This may sound strange, but the heart is a kind of electrical device. The mechanism that the body uses to allow the heart to contract – to ‘pump’ as it were – relies largely on ions, in other words electrically charged particles.
Researchers first discovered the effect of these charged particles in the second half of the nineteenth century. They observed that the heart exhibited a very weak electrical activity on the outside. Leiden Professor of Physiology Willem Einthoven read about this pioneering work and decided to delve into this relatively new area of research himself. His idea was to measure and map the electrical currents of the heart to see whether there was a difference in electrical heart activity between healthy people and people suffering from heart defects.
Kamerlingh Onnes Laboratory
Einthoven was a brilliant researcher, but he had another advantage in addition to his sharp mind: he worked in Leiden. At the time, Leiden University had at its disposal one of the world’s best centres for research in both theoretical and technical physics: the Kamerlingh Onnes Laboratory.
Einthoven was not only a very gifted researcher, he was also an inventive and original technical expert. The electrical currents of the heart are so weak that they were extremely difficult to measure with the instruments of the day. Most of the conductive wires available at the time were so thick that the current could barely find a way through them: the wires offered too much resistance.
Bow and arrow
The only way to solve this problem was to create a much thinner conductive wire, something which no one had yet managed to do. But Einthoven turned out to be a master of what we would now call out-of-the-box thinking.

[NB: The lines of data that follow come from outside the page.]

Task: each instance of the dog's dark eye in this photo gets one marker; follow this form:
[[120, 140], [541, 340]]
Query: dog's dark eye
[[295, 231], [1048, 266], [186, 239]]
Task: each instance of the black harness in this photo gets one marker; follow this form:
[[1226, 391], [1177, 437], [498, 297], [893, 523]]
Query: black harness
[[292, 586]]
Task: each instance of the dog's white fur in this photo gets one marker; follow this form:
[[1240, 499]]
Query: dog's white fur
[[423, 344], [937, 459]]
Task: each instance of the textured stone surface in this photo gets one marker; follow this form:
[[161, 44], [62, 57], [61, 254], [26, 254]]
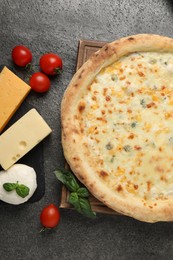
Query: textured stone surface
[[57, 26]]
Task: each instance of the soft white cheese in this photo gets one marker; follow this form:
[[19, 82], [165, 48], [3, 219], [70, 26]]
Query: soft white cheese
[[22, 174]]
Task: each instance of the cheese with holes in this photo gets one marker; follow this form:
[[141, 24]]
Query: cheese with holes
[[13, 91], [21, 137]]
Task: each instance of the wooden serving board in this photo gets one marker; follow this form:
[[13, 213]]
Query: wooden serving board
[[85, 49]]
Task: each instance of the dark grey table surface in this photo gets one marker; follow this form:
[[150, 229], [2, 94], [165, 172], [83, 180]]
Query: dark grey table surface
[[57, 26]]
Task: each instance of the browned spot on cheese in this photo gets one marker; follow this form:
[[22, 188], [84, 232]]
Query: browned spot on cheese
[[103, 174], [119, 188], [122, 78], [104, 91], [137, 147], [102, 119], [131, 136], [75, 158], [159, 169], [94, 98], [141, 74], [81, 107], [163, 178], [131, 39], [129, 110], [135, 186], [148, 185], [108, 98], [152, 104], [75, 131], [106, 47]]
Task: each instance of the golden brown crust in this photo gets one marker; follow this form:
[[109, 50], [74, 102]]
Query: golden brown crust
[[75, 150]]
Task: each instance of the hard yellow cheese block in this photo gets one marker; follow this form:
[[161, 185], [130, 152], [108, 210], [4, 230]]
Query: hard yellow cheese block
[[21, 137], [13, 91]]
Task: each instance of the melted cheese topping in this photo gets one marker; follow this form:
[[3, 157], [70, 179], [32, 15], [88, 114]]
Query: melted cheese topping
[[127, 122]]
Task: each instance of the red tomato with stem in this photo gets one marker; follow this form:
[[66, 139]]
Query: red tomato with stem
[[39, 82], [21, 55], [51, 63], [50, 216]]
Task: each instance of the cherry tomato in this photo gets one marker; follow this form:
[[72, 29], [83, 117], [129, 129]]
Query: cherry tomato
[[39, 82], [51, 63], [21, 55], [50, 216]]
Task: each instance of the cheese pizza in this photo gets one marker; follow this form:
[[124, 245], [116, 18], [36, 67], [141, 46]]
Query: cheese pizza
[[117, 126]]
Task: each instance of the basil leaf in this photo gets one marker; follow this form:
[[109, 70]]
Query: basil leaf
[[81, 205], [74, 200], [68, 179], [78, 196], [10, 186], [83, 192], [86, 208], [22, 190]]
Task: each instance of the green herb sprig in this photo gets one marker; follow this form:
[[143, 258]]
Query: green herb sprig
[[21, 189], [78, 194]]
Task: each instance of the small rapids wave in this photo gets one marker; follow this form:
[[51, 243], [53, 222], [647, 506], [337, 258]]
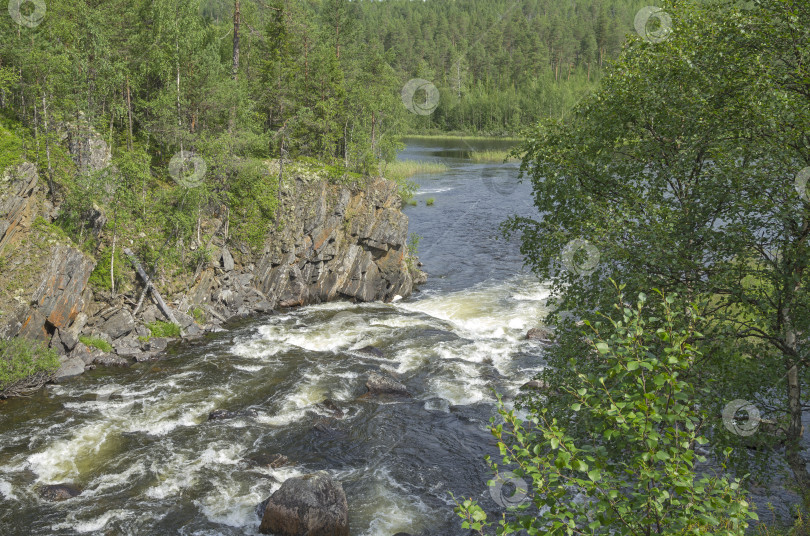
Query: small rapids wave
[[139, 444]]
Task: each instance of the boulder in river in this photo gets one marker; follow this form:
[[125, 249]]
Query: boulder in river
[[311, 505], [222, 414], [70, 368], [540, 334], [59, 492], [332, 407], [271, 461], [372, 351], [535, 385], [380, 384]]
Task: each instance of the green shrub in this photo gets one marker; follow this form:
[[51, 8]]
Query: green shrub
[[95, 342], [100, 278], [636, 471], [11, 148], [163, 329], [22, 358]]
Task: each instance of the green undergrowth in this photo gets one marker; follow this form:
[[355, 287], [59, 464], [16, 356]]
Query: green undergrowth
[[159, 329]]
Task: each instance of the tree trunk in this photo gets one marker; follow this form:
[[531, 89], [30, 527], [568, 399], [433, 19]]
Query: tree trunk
[[794, 433], [129, 116], [48, 148], [235, 65]]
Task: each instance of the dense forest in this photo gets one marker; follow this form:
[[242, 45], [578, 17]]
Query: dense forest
[[235, 83]]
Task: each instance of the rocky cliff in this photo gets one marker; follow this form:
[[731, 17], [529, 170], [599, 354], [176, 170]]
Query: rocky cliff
[[331, 242]]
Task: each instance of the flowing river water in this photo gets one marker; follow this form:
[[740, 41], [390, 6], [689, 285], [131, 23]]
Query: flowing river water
[[138, 442]]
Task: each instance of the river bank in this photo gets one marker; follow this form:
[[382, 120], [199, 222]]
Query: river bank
[[331, 240]]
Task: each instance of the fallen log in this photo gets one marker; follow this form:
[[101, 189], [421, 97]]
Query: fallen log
[[158, 298]]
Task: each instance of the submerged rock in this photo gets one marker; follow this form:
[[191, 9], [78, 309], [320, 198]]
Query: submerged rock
[[372, 351], [222, 414], [380, 384], [59, 492], [540, 334], [71, 367], [270, 461], [330, 406], [535, 385], [311, 505]]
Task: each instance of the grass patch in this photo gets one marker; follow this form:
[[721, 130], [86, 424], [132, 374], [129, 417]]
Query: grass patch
[[459, 136], [163, 329], [95, 342], [492, 156], [403, 169], [21, 359]]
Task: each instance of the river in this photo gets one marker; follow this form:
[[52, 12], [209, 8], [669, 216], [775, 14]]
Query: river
[[139, 444]]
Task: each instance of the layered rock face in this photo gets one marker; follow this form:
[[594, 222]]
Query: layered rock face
[[335, 243], [331, 242]]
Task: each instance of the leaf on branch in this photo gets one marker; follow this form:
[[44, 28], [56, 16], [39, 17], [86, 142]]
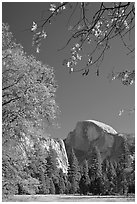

He solved the problem in a highly unusual way: with a bow and arrow.
He attached a lump of melted quartz to an arrow and used a bow to shoot it through the laboratory. As it flew, the arrow stretched the lump into a very thin quartz wire. Einthoven covered this wire with a thin layer of silver and in this way achieved his goal: a much thinner wire that was able to conduct the heart’s weak electrical currents.
This was an important step towards building the first electrocardiograph, which Einthoven finally completed in 1903.
Telephone line
As Einthoven prepared to use his measuring instrument for the first time on a patient, he ran into a new problem. With its 300 kilograms, the device was incredibly heavy and required 5 men to operate; moving the device was therefore impossible.
Einthoven asked for permission to transport a patient from the former Leiden Academic Hospital (AZL), now LUMC (Leiden University Medical Center), to the Kamerlingh Onnes Laboratory. However, the patient was so weak that the director of the AZL refused to agree to the transport.
Once again Einthoven thought of a remarkable solution. On 22 March 1905 he succeeded in sending the heart signal of the patient via a telephone line. In this way, the signal was able to cross the one and a half kilometres between the lab and the AZL. In 1906 Einthoven used this method to make a number of recordings of patients suffering from heart defects.
Nobel Prize
For his pioneering work Einthoven was awarded the Nobel Prize in Medicine in 1924. He died shortly afterwards, in 1927, following a splendid scientific career in Leiden. His most important invention, the electrocardiograph, still saves lives today.
On 9 September 2009, to honour Einthoven and his achievements and in the presence of his descendants, Leiden University officially opened the Willem Einthoven Building, which currently houses the Centre for Science and Technology Studies of Leiden University. In line with Einthoven’s work, this centre combines fundamental research and social innovation.